Background & Motivation

Multi-agent collaboration scenarios — including multi-robot manipulation, AR assistants, and human-robot collaboration — require establishing object correspondences between egocentric (first-person) and exocentric (third-person) views. While single-image segmentation is well-studied, cross-view segmentation presents unique challenges:

Severe viewpoint changes: The egocentric view captures fine-grained hand-object interactions but suffers from high dynamics and motion blur, while the exocentric view covers the entire scene but exhibits large object scale variation.

Occlusion and domain shift: Differences in camera optics and imaging conditions introduce significant domain gaps.

Failure of traditional geometric matching: Even the state-of-the-art RoMa achieves only a 67.6% success rate in ego-exo settings.

Core insight: Rather than training a model to perform cross-view segmentation from scratch at the pixel level, one can leverage the zero-shot segmentation capability of SAM-based models to generate high-quality candidate masks, and then reduce the problem to determining which candidate mask corresponds to the target object — a matching problem.

Method

Overall Architecture

The O-MaMa pipeline proceeds as follows: 1. Generate \(N\) candidate masks \(\{\mathcal{M}_n\}_{n=1}^N\) in the target view using FastSAM. 2. Extract descriptors for each candidate mask via the Mask-Context Encoder. 3. Fuse global cross-view information via Ego↔Exo Cross Attention. 4. Learn view-invariant features using the Mask Matching Contrastive Loss. 5. At inference, select the candidate mask whose embedding is most similar to the source mask embedding.

Key Designs

  1. Mask-Context Encoder:

    • Dense feature maps \(\psi(I)\) are extracted using DINOv2 ViT-B/14 and upsampled by 4× to preserve fine-grained spatial detail.
    • Object descriptor \(\mathbf{o}_n\): average pooling of DINOv2 features over the mask region.
    • Context descriptor \(\mathbf{c}_n\): average pooling over an expanded bounding box region, incorporating surrounding context to aid cross-view localization.
    • Design motivation: DINOv2's self-supervised features exhibit strong semantic understanding and object decomposition capability.

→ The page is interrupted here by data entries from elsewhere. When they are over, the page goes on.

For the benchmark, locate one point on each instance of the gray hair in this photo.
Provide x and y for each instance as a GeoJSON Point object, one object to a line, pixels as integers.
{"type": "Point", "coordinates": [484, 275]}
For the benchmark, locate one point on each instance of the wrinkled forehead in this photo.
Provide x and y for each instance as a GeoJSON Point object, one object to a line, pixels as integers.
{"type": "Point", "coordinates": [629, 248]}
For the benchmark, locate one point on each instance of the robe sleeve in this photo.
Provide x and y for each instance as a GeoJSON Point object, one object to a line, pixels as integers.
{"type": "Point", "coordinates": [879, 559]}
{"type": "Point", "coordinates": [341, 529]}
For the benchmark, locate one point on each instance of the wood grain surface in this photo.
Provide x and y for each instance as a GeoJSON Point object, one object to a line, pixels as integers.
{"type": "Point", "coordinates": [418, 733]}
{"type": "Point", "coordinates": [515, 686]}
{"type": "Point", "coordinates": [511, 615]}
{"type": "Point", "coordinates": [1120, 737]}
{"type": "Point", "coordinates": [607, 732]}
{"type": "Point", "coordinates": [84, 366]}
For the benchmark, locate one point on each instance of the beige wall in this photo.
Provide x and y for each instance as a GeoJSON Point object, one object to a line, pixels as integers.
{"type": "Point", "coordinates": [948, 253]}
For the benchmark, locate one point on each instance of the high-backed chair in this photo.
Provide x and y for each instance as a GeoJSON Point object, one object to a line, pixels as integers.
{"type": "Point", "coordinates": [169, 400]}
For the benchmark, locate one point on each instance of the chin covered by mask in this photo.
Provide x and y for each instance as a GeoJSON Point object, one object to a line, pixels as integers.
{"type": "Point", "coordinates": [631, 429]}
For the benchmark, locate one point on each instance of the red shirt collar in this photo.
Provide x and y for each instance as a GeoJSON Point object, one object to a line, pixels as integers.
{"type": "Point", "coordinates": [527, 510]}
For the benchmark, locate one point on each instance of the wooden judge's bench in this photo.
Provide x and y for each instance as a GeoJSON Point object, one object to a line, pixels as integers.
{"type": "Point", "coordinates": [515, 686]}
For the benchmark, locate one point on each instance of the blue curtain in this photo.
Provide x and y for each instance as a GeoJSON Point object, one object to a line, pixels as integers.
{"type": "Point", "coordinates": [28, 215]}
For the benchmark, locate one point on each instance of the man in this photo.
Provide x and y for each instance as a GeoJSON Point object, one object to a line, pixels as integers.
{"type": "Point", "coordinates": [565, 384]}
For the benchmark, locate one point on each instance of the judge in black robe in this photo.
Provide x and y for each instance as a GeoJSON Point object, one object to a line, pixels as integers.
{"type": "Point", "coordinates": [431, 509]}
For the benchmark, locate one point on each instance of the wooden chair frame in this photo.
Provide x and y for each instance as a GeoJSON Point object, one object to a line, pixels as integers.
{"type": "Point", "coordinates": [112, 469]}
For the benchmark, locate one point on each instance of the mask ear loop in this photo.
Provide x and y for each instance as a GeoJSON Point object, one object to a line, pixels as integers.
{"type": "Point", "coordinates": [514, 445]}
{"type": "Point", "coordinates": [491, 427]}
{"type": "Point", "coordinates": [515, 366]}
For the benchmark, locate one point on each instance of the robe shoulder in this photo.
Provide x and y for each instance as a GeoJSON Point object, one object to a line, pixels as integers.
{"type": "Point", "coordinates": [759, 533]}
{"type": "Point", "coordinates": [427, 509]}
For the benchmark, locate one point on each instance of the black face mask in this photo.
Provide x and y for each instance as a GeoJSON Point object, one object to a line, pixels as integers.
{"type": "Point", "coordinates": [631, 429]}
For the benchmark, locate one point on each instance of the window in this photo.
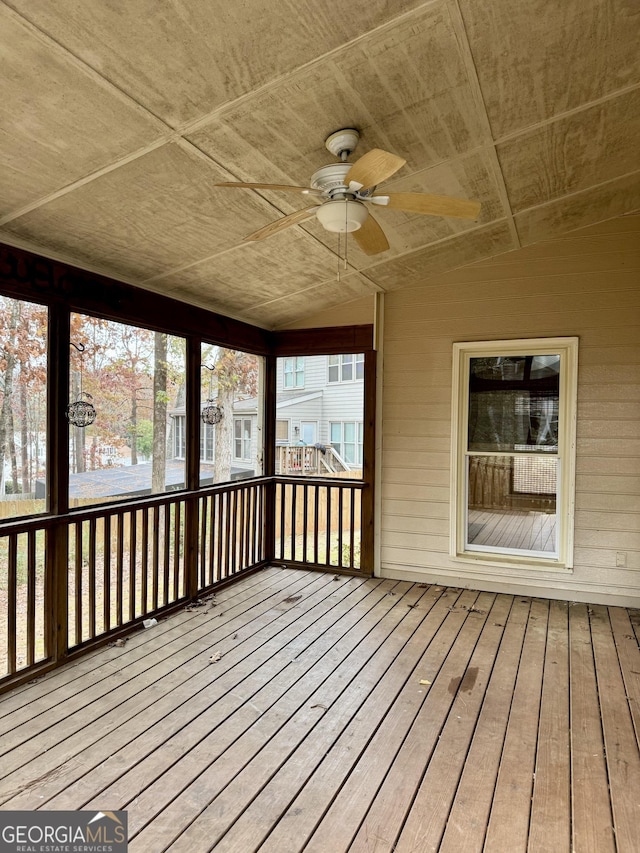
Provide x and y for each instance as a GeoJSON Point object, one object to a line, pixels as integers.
{"type": "Point", "coordinates": [134, 378]}
{"type": "Point", "coordinates": [207, 442]}
{"type": "Point", "coordinates": [242, 439]}
{"type": "Point", "coordinates": [294, 372]}
{"type": "Point", "coordinates": [514, 451]}
{"type": "Point", "coordinates": [179, 437]}
{"type": "Point", "coordinates": [346, 367]}
{"type": "Point", "coordinates": [347, 440]}
{"type": "Point", "coordinates": [282, 432]}
{"type": "Point", "coordinates": [23, 407]}
{"type": "Point", "coordinates": [231, 392]}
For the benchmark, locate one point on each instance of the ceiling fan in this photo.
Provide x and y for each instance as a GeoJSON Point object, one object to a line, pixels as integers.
{"type": "Point", "coordinates": [342, 193]}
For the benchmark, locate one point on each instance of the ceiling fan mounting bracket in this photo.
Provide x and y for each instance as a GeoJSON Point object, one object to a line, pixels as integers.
{"type": "Point", "coordinates": [342, 142]}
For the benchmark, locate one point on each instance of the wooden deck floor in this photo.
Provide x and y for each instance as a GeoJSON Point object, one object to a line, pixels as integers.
{"type": "Point", "coordinates": [521, 529]}
{"type": "Point", "coordinates": [346, 714]}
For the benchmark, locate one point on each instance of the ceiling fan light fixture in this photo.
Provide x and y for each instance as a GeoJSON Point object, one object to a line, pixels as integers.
{"type": "Point", "coordinates": [342, 215]}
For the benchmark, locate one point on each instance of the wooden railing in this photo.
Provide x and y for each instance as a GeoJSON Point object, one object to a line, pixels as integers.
{"type": "Point", "coordinates": [231, 525]}
{"type": "Point", "coordinates": [69, 581]}
{"type": "Point", "coordinates": [26, 620]}
{"type": "Point", "coordinates": [319, 523]}
{"type": "Point", "coordinates": [294, 459]}
{"type": "Point", "coordinates": [125, 563]}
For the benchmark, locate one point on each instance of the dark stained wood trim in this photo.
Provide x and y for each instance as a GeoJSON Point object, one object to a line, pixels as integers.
{"type": "Point", "coordinates": [368, 471]}
{"type": "Point", "coordinates": [329, 341]}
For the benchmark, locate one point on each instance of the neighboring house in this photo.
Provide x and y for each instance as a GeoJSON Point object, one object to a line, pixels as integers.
{"type": "Point", "coordinates": [319, 405]}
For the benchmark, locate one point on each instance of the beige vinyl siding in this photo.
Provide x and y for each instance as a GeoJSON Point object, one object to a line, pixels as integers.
{"type": "Point", "coordinates": [585, 284]}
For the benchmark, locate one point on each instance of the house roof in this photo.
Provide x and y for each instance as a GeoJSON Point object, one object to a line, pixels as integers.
{"type": "Point", "coordinates": [118, 118]}
{"type": "Point", "coordinates": [131, 480]}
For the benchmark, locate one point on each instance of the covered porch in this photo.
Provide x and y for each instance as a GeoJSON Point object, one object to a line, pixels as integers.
{"type": "Point", "coordinates": [298, 710]}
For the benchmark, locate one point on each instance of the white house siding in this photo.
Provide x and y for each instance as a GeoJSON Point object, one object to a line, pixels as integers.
{"type": "Point", "coordinates": [585, 284]}
{"type": "Point", "coordinates": [338, 401]}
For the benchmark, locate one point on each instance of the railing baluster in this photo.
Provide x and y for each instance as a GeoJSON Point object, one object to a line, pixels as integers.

Experiments confirm that Avg-Pool(mask) outperforms Avg-Pool(bbox), Max-Pool(bbox), centroid-based features, and CLIP features.
  2. Hard Negative Adjacent Mining:

    • Problem: Neighboring objects share similar context but differ in identity; naive global negative sampling is insufficient for learning discriminative representations.
    • A Delaunay triangulation is applied to construct an adjacency graph over mask segments.
    • First- and second-order neighbors of each object are collected: \(\mathcal{O}_n^- = \mathcal{N}(\mathbf{o}_n) \cup \mathcal{N}^2(\mathbf{o}_n)\).
    • Hard negatives are sampled from this neighborhood set for contrastive learning.
    • Ablations show this strategy yields gains of +4.2 IoU (Ego2Exo) and +1.2 IoU (Exo2Ego).
  3. Ego↔Exo Cross Attention:

    • Candidate mask descriptors \(\mathbf{o}_n\) serve as queries, while the full DINOv2 feature map \(\psi(I^S)\) of the source image serves as keys and values.
    • Standard cross-attention is computed as: \(\hat{\mathbf{o}}_n = \text{Softmax}(\frac{\mathbf{o}_n W_Q \cdot (\psi(I^S) W_K)^\top}{\sqrt{d}}) \cdot \psi(I^S) W_V\)
    • Learnable positional encodings and LayerNorm are incorporated.
    • A cross-view embedding \(\hat{\mathbf{o}}_S\) is similarly computed for the source mask in the target view.
    • Design motivation: Context embeddings encode only local information and lack global cross-view semantic associations.

Loss & Training

  • Mask Matching Contrastive Loss: based on InfoNCE, with hard negatives sampled from adjacent neighbors in a batch \(\mathcal{B}\):

$\(\mathcal{L}_M(\rho^+, \rho_S) = -\log \frac{\exp(\text{sim}(f_\theta(\rho^+), f_\theta(\rho_S))/\tau)}{\sum_{n=1}^{|\mathcal{B}|} \exp(\text{sim}(f_\theta(\rho_n), f_\theta(\rho_S))/\tau)}\)$

  • The final descriptor \(\rho_n = [\hat{\mathbf{o}}_n; \mathbf{c}_n; \mathbf{o}_n]\) (cross-view embedding + context + object) is projected into a shared latent space via a shallow MLP \(f_\theta\).
  • Optimizer: AdamW, lr=\(8 \times 10^{-5}\), cosine annealing, batch size of 24 image pairs, 32 candidate masks sampled per target image.
  • Hardware: 2× NVIDIA RTX 4090.

Key Experimental Results

Main Results (Tables)

Ego-Exo4D Correspondences v2 Test Split

Method Ego2Exo IoU ↑ Exo2Ego IoU ↑ Total IoU ↑ Trainable Params (M)
XMem + XSegTx 34.9 25.0 30.0 67.1
PSALM (zero-shot) 7.4 2.1 4.8 0
k-NN baseline 31.9 30.9 31.4 0
O-MaMa 42.6 44.1 43.4 11.6

Ego-Exo4D Correspondences v1 Val Split

Method Ego2Exo IoU ↑ Exo2Ego IoU ↑ Total IoU ↑ Trainable Params (M)
PSALM (fine-tuned) 41.3 44.1 42.7 1587.1
ObjectRelator 44.3 50.9 47.6 1587.3
O-MaMa 50.1 54.2 52.1 11.6

O-MaMa surpasses ObjectRelator (prev. SOTA) by +13.1% (Ego2Exo) and +6.5% (Exo2Ego) while using only 1% of the trainable parameters.

Ablation Study (Tables)

Per-Module Ablation (10% Validation Set)

Config \(\mathcal{L}_M\) Context Adj.Neg CrossAttn Ego2Exo IoU Exo2Ego IoU Total IoU
Baseline 35.2 34.9 35.1
A 42.2 44.7 43.5
C 46.9 45.6 46.3
E (full) 48.3 49.6 49.0

IoU gains over baseline: Ego2Exo +37.2%, Exo2Ego +42.1%.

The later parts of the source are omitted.